PEOPLE

Dr. Robin Verble-Pearson holds the positions of Assistant Professor of Fire Ecology and Director of the Center for Fire Ecology at Texas Tech University.  Her work focuses on the effects of prescribed fire on insect community structure and thermal physiology.  Additionally, she is interested in factors influencing plant combustibility and flammability; organismal, community and ecosystem responses to fire; historical fire regimes and human factors; and faunal adaptations to withstand fires. She earned a Ph.D. in Applied Bioscience from the University of Arkansas at Little Rock, an M.S. in Entomology from the University of Arkansas at Fayetteville, and a B.S. in Biophysics from the University of Southern Indiana. She is a member of the Association for Fire EcologyEntomological Society of AmericaWest Texas Association of Women in Science, and Arkansas Entomological Society, and serves on the Texas Prescribed Burn Board.  In her spare time, she enjoys collecting antique glassware, working on her never-ending yard projects, cats, photography, and baking.




Neil Estes-- Neil is pursuing an M.S. (started August 2015) in the Fire Ecology Lab.  Neil earned a B.S. (2015) in Natural Resources Management with a focus in Range Conservation from Texas Tech University.  Before joining the lab, he worked as a shepherd and with the Quail Tech Alliance.  His research interests include maintenance and preservation of native rangelands, fire ecology, and ecosystem restoration.  He will be working on thistle distribution and thistle-insect communities at the Valles Caldera National Preserve in New Mexico.  





Jonathan Knudsen-- Jonathan is pursuing a Masters degree (started October 2015) in the Fire Ecology Lab. Jonathan earned a B.S. (2012) in Biology at Doane College in Crete, Nebraska. His previous research projects include: evaluating anecdotal reports of a novel feeding strategy of Chrysemys picta in Western Nebraska for a senior research project at Doane College; conducting frog call surveys, wetland assessments, and sampling tadpoles for chytrid for the Nebraska Cooperative Fisheries and Wildlife Research Unit; and counting tadpoles and collecting habitat data for Alabama A&M University. His research interests include disturbance ecology, restoration ecology, herpetology, arachnology and entomology. He is currently working on evaluating the impacts of wildland fire on ant community structure and conducting coarse woody debris surveys and evaluating the role of coarse woody debris as refuge for arthropods and amphibians in Valles Caldera National Preserve in New Mexico. His other interests include hiking, fly fishing, running, whiskey, Star Wars and his two cats Bo and Belle.





Britt Smith-- Britt is pursuing a Ph.D. (started May 2014) in the Fire Ecology Lab. Britt earned a B.S. (2009) in Environmental Science at the University of Missouri – Kansas City. He earned an M.S. (2014) in Natural Resource Ecology & Management at Oklahoma State University, where he examined the influences of patch burning and grazing's influence on vegetation and grassland birds. He previously worked for the Wisconsin Department of Natural Resources as a wildlife technician on chronic wasting disease surveillance in white tailed deer and for the Southwest Wisconsin Grassland and Stream Conservation Area. His research interests center around fire, vegetation, and animal response in the Great Plains. He is currently working on the influences of prescribed fire and mechanical mesquite removal on insects and northern bobwhite quail in the Texas Rolling Plains. His other interests include botanizing, cycling, cats, indigenous knowledge and cultures, and art.
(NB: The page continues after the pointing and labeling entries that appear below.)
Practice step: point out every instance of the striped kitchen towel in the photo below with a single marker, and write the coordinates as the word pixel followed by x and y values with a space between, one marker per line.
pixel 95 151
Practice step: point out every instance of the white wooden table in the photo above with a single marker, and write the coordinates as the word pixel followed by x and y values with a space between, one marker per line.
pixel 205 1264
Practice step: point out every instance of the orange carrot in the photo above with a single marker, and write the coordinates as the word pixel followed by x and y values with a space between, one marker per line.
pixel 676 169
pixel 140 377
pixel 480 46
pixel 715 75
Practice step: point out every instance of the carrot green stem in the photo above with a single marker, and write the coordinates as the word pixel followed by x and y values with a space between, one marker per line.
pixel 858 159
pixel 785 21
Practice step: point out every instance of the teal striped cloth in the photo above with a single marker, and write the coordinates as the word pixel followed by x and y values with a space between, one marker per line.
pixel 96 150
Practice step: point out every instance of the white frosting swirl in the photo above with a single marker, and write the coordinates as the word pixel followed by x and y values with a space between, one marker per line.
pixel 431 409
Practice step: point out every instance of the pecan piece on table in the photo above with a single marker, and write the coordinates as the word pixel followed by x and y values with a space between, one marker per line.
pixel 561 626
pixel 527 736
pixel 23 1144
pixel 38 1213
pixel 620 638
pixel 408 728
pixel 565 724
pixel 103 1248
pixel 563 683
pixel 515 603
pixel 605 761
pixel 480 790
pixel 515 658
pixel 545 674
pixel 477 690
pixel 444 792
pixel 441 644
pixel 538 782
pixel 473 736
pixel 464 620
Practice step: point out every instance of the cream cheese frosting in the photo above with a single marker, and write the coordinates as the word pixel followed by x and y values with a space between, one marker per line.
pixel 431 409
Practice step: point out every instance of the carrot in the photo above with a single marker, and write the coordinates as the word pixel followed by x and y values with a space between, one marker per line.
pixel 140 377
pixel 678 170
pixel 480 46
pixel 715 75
Heather Williams-- Heather is pursuing an M.S. (started June 2015) in the Fire Ecology Lab.  She earned a B.S. in Natural Resources Management with a focus in Conservation Science from TTU in December 2015.  Her research interests include aquatic ecology, entomology, restoration ecology, and river conservation. She is currently conducting a GCP-LCC funded study examining flow-recruitment relationships for young-of-year Guadalupe Bass on the North and South Llano River; and flow effects on growth throughout the Guadalupe Bass range in Central Texas. In her spare time, she enjoys fly fishing, backpacking, longbow archery, volunteering with the TTU prescribed fire crew, and spinning vinyl records. 




Christopher Owen-- Chris is a freshman Biology major originally from north central Texas.  He is sorting, cataloguing, and identifying ant samples from the Las Conchas Wildfire and is assisting Jonathan Knudsen in his M.S. thesis work.  In his free time, he plays disc golf and mountain climbing.  He has climbed both the highest point in New Mexico and the Rocky Mountains-- Wheeler Peak and Mt. Elbert, respectively.  Upon graduation, he plans to attend medical school.